Red tape and camera film
From a regulatory standpoint this operation was unprecedented. It took nine months of sometimes tense discussions to ensure that all ground obstacles and airspace were clear while the drone was in operation. The lessons learned from this process have gone into the creation of a formal document drawn up by the FAA, which provides a ready-made framework for future drone deployments. A lot has to happen, however, before drones can be employed at optimum effectiveness and in more built-up parts of the rail network.
The ScanEagle UAS, however, did not use the best available technology. As the mission was about proving rather than refining the concept of using drones for track inspection, the drone was fitted with one of Insitu’s stock cameras.

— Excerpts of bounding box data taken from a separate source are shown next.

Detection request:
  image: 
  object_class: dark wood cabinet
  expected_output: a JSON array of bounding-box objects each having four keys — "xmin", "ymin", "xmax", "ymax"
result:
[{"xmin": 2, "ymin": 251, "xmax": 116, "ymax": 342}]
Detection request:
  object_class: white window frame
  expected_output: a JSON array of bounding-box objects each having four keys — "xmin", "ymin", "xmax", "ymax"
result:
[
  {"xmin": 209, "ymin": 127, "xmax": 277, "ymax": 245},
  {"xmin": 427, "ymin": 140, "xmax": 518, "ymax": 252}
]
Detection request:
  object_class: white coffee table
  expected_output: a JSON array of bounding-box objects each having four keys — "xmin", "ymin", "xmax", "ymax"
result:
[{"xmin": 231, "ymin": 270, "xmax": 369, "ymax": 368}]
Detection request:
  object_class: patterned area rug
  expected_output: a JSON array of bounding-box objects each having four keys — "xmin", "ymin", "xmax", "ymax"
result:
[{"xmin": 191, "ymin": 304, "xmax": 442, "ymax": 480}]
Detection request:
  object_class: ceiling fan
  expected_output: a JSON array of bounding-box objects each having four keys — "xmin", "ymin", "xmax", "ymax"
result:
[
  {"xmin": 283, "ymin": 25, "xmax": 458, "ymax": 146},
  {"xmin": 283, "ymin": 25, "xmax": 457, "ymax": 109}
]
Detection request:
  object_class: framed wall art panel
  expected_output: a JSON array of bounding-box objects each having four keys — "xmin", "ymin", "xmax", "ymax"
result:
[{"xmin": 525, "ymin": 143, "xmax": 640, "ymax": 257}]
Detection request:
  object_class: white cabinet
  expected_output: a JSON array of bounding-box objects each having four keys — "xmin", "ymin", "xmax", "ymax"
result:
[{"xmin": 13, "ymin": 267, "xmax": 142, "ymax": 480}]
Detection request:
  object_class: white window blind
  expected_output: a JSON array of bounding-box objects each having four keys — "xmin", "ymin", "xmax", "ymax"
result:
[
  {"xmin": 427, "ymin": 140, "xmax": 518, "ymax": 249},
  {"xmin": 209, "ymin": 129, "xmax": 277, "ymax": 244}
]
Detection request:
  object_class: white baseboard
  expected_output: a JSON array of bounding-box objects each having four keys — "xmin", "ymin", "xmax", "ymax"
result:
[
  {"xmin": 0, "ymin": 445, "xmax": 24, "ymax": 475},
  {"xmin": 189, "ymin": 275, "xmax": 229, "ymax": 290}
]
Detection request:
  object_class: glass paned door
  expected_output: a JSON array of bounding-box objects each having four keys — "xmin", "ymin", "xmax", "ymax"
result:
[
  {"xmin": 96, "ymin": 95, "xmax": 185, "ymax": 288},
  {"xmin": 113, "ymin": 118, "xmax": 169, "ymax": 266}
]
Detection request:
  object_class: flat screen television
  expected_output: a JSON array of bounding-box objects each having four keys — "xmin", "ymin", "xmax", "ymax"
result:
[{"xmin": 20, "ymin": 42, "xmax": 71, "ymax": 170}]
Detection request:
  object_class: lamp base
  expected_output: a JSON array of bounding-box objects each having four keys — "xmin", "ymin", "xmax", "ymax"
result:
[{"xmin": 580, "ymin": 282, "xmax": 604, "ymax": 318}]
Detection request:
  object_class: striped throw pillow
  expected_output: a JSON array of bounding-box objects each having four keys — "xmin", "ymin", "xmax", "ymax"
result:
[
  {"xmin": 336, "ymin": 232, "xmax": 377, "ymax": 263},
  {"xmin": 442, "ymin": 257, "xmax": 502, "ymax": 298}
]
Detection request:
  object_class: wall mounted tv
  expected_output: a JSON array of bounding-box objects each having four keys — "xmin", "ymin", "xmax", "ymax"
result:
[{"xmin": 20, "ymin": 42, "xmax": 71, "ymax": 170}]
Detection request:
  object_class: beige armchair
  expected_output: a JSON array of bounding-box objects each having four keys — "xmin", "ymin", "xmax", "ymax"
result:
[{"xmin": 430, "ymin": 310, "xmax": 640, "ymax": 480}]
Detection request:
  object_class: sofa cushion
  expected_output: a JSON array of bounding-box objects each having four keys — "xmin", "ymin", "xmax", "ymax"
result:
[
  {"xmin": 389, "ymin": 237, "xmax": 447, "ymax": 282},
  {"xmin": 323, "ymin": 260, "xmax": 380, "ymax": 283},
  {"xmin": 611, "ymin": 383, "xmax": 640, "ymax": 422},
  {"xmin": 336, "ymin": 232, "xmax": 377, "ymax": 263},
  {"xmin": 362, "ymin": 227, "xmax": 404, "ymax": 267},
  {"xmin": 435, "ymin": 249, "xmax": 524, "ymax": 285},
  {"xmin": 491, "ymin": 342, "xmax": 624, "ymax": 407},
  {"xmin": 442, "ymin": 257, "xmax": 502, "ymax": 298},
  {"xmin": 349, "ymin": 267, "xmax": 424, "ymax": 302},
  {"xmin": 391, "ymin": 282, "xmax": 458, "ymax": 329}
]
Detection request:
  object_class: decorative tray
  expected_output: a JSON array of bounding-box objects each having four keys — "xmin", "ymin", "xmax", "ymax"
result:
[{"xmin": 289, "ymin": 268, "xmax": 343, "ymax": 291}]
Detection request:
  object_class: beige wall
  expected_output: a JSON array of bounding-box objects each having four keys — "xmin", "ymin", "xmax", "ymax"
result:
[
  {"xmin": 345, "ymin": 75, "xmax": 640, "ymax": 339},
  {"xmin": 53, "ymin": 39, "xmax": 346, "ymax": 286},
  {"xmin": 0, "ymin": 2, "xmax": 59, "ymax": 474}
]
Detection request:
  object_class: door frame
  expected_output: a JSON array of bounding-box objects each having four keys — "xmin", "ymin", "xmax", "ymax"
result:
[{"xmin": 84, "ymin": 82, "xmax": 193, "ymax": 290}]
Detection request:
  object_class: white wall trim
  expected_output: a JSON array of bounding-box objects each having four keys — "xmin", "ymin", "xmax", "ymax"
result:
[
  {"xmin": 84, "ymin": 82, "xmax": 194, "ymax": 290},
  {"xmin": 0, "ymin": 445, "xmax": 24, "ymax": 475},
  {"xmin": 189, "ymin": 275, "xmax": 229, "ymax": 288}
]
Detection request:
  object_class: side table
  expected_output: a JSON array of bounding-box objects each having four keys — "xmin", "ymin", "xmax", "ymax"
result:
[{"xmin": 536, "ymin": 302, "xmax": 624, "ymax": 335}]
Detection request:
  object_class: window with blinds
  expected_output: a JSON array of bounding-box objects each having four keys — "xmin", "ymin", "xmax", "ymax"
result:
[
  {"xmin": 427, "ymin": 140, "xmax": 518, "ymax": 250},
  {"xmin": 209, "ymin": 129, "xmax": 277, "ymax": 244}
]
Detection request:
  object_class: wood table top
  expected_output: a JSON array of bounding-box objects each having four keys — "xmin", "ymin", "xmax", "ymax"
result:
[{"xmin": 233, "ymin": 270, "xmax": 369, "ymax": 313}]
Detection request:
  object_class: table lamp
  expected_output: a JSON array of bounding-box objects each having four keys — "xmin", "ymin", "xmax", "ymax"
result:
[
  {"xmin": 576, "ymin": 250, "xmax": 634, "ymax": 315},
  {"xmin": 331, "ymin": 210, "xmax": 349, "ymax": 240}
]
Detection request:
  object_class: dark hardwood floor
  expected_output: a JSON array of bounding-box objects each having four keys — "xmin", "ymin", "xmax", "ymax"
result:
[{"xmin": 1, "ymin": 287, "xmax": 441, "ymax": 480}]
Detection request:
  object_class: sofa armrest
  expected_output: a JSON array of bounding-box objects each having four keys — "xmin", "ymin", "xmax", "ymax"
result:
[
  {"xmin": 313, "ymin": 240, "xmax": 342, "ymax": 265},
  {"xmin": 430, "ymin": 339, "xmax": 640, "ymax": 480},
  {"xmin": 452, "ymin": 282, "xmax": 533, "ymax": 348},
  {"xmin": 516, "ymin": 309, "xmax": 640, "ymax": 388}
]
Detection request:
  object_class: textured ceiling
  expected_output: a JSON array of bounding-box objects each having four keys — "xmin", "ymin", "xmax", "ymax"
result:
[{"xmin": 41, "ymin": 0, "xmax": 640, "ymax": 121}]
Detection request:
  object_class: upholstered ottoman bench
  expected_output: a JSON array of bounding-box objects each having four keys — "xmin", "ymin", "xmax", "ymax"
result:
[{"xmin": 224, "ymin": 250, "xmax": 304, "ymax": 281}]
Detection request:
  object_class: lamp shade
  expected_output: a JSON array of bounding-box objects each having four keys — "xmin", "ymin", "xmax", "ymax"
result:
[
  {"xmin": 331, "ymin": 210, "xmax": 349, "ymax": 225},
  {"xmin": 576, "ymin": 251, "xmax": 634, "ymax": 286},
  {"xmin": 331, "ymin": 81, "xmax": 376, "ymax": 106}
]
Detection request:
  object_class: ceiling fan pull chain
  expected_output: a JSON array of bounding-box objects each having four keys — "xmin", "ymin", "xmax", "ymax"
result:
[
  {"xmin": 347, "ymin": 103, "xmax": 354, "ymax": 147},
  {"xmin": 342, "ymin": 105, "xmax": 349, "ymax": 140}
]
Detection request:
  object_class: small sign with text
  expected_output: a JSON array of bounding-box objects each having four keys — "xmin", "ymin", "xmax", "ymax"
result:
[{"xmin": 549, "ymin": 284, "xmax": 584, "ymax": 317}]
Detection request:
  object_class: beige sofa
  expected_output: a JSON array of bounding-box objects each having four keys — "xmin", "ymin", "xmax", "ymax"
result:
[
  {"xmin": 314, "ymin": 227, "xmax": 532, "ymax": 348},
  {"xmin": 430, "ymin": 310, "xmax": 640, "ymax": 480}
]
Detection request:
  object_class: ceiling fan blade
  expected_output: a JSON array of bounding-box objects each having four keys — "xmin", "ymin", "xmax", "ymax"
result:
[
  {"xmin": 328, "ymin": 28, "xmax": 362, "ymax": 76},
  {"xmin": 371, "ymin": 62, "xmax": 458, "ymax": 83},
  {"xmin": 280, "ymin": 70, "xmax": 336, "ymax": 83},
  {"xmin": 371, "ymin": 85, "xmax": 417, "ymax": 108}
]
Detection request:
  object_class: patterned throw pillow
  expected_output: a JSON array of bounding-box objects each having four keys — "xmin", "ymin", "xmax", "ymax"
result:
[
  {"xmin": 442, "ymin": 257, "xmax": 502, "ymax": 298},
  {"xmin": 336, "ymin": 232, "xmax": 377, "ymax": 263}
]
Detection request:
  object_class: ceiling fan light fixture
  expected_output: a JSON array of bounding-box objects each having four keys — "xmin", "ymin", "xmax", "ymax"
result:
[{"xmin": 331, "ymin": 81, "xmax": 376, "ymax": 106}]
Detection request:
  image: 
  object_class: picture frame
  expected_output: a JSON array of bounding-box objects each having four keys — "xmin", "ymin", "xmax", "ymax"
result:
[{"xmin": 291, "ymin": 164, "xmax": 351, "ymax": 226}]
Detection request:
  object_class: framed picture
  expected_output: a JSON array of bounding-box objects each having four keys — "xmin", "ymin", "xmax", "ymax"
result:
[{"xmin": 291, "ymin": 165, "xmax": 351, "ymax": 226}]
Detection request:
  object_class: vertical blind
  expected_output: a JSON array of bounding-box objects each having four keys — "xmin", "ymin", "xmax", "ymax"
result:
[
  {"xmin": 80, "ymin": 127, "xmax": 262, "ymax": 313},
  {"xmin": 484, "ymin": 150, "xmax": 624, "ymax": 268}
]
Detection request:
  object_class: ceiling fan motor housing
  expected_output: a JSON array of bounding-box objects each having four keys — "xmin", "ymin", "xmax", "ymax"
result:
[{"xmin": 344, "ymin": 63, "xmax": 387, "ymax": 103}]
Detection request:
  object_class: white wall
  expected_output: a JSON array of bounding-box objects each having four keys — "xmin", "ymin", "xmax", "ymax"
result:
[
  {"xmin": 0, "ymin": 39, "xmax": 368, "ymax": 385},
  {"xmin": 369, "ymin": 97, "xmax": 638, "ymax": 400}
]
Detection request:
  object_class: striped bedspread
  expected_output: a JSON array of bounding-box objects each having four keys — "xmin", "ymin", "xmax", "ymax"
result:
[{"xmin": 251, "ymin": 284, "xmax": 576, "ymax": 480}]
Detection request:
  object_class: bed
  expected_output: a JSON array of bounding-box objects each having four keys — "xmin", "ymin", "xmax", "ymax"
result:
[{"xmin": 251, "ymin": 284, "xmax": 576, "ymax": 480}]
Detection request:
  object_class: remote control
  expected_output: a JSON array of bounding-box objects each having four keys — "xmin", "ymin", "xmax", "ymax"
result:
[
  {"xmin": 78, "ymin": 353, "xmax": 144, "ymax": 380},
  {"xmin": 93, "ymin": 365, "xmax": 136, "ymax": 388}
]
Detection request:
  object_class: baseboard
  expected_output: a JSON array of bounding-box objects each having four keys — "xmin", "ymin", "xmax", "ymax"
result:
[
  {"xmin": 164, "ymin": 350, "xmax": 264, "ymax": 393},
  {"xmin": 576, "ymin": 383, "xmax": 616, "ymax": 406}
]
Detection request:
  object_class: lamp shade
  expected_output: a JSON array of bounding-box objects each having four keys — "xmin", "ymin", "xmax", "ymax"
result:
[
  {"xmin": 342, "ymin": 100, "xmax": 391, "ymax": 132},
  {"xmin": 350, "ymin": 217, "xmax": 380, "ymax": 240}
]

While capable of spotting visible flaws like track erosion and warpage, more sophisticated cameras and sensors are required to pick up the small cracks in rails and spike that railway companies want to be able to see from the air.
To reach the desired level of sophistication, new technology will need to come to market. The Insitu team is currently looking at high-resolution still imagery and cameras that capture imagery in different spectra (beyond the spectrum of vision), which should be better equipped to capture detailed data while moving at high speed. For this technology to be drone-mounted, new developments in the miniaturisation of sensors might first be needed.
Another major challenge relates to collecting, relaying and processing the data that the drone collects. The drone used in New Mexico relays back video in real time, but this is unsuitable when it comes to the kind of in-depth analysis that Insitu intends to do. To this end, in December 2015 Insitu acquired 2d3 Sensing, a technology provider that specialises in using complex algorithms to process motion imagery.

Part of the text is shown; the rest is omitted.